Dynamic quantization

Abdulaziz_Gaybulayev · August 13, 2021, 2:35am

I have tried post training dynamic quantization with YOLOv5 model. Model file is available here (https://github.com/ultralytics/yolov5/releases/download/v5.0/yolov5s.pt)

When I tried to quantize, model size is increasing twice and inferencing time is same with FP32 model.

Based on pytorch tutorial (Dynamic Quantization — PyTorch Tutorials 1.9.0+cu102 documentation).

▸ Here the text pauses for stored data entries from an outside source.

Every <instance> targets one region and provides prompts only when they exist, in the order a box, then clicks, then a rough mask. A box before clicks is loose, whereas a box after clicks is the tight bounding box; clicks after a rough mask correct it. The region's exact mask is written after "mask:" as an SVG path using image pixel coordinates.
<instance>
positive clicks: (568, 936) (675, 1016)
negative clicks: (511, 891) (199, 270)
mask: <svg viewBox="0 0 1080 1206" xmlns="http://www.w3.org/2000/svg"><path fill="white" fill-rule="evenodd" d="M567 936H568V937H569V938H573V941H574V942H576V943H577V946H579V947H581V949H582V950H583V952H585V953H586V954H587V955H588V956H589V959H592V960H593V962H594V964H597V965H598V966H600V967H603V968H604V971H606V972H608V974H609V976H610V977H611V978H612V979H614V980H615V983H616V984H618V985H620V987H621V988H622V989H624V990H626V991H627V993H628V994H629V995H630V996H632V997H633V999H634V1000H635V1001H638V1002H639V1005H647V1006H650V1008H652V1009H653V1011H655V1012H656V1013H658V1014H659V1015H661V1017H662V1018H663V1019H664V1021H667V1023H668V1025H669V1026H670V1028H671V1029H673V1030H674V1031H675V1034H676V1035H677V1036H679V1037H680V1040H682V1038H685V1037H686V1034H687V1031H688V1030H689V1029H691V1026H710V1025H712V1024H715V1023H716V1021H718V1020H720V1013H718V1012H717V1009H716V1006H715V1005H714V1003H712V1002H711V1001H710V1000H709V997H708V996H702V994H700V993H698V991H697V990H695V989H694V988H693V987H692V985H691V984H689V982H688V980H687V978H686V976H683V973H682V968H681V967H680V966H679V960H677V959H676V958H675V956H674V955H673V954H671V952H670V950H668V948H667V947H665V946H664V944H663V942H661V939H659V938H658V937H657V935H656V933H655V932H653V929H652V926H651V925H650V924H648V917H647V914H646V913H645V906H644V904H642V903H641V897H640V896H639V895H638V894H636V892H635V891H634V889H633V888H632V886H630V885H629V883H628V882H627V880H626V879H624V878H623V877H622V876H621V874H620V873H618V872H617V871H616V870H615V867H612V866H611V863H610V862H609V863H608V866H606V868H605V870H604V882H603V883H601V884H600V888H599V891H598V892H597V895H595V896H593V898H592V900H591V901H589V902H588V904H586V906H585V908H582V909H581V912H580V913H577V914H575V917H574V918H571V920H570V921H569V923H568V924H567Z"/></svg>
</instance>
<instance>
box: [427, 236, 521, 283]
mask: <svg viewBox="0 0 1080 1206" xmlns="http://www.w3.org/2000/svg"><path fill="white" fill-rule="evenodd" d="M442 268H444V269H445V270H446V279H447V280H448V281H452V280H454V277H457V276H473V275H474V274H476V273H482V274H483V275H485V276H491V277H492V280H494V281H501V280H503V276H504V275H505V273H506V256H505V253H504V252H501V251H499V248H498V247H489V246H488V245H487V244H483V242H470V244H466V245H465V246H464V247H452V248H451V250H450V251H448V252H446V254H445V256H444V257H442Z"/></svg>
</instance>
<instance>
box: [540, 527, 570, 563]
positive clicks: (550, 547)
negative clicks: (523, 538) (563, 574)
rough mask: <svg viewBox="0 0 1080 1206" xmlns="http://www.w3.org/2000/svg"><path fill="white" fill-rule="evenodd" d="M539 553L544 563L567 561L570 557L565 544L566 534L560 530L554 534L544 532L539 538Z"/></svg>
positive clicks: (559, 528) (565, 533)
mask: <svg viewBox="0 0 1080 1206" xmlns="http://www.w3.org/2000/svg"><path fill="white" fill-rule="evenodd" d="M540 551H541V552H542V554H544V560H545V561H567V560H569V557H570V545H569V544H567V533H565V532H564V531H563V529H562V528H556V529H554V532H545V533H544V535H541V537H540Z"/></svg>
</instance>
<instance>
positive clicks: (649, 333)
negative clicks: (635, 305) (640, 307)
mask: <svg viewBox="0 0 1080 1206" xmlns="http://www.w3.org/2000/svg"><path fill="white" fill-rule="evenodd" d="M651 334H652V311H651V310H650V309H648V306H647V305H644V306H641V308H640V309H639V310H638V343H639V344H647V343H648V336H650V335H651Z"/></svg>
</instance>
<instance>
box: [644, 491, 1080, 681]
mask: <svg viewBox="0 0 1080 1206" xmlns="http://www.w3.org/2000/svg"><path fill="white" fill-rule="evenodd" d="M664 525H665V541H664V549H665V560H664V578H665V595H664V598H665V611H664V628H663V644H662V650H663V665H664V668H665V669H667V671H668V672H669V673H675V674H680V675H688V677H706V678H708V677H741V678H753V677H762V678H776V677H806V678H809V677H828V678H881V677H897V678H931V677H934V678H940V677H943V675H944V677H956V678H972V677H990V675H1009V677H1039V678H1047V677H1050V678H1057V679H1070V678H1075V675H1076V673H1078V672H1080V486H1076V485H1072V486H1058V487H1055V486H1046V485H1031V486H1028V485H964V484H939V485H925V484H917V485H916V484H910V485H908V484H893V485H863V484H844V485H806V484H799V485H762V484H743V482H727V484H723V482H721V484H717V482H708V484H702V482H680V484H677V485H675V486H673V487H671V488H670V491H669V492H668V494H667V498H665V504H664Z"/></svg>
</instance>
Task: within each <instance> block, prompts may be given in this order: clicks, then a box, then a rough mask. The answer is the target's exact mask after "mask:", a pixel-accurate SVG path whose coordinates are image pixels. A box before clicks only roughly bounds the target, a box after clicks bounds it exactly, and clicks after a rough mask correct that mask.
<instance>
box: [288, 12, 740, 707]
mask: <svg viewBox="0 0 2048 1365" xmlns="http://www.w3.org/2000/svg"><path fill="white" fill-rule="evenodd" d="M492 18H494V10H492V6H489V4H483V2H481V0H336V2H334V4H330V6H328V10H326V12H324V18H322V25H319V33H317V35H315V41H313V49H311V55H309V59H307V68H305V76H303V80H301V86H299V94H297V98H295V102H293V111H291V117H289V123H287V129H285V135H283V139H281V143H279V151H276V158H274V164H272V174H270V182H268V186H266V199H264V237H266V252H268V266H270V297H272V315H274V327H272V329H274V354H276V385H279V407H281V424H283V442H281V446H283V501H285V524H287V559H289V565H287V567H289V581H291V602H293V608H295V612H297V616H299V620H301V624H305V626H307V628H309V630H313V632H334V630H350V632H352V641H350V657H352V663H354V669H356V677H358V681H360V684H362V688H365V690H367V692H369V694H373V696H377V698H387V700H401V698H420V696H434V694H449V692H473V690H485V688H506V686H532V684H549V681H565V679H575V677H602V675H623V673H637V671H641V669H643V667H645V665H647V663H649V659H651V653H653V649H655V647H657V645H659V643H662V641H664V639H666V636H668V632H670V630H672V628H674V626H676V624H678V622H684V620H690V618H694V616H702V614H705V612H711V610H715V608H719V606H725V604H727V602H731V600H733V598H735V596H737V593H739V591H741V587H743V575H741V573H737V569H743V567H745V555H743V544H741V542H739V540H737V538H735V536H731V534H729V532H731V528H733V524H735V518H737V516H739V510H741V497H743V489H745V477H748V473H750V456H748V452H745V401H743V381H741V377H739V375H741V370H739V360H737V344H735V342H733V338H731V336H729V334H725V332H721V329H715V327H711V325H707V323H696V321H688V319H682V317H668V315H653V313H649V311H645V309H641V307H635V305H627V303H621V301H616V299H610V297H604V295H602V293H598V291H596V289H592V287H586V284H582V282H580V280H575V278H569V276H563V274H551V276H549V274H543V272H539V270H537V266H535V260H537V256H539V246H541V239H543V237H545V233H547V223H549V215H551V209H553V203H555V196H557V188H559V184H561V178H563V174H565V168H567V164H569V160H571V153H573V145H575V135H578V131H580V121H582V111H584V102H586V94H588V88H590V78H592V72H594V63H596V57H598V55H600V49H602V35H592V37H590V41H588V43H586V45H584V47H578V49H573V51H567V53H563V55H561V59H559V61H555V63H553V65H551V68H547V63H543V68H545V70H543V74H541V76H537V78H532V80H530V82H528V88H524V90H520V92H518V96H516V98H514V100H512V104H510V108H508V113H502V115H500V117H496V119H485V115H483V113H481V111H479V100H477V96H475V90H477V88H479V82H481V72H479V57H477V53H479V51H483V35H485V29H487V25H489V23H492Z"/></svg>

model = attempt_load(weights, map_location=device)
quantized_model = torch.quantization.quantize_dynamic(model, {torch.nn.Conv2d, torch.nn.Linear}, dtype=torch.qint8)  #int8 
# model = torch.quantization.quantize_dynamic(model, dtype=torch.qint8)  #int8

I am not sure {torch.nn.Conv2d, torch.nn.Linear} ( list of submodule names in model to apply quantization to) is correctly using or not when applying it to YOLO model

I even checked the dtype using
for param in quantized_model.parameters(): print(param.dtype)

It is still fp32

Thank you for advances beforehand

jerryzh168 · August 14, 2021, 3:54am

can you print the model after quantize_dynamic? also I think we do not support dynamic quantization for torch.nn.Conv2d right now.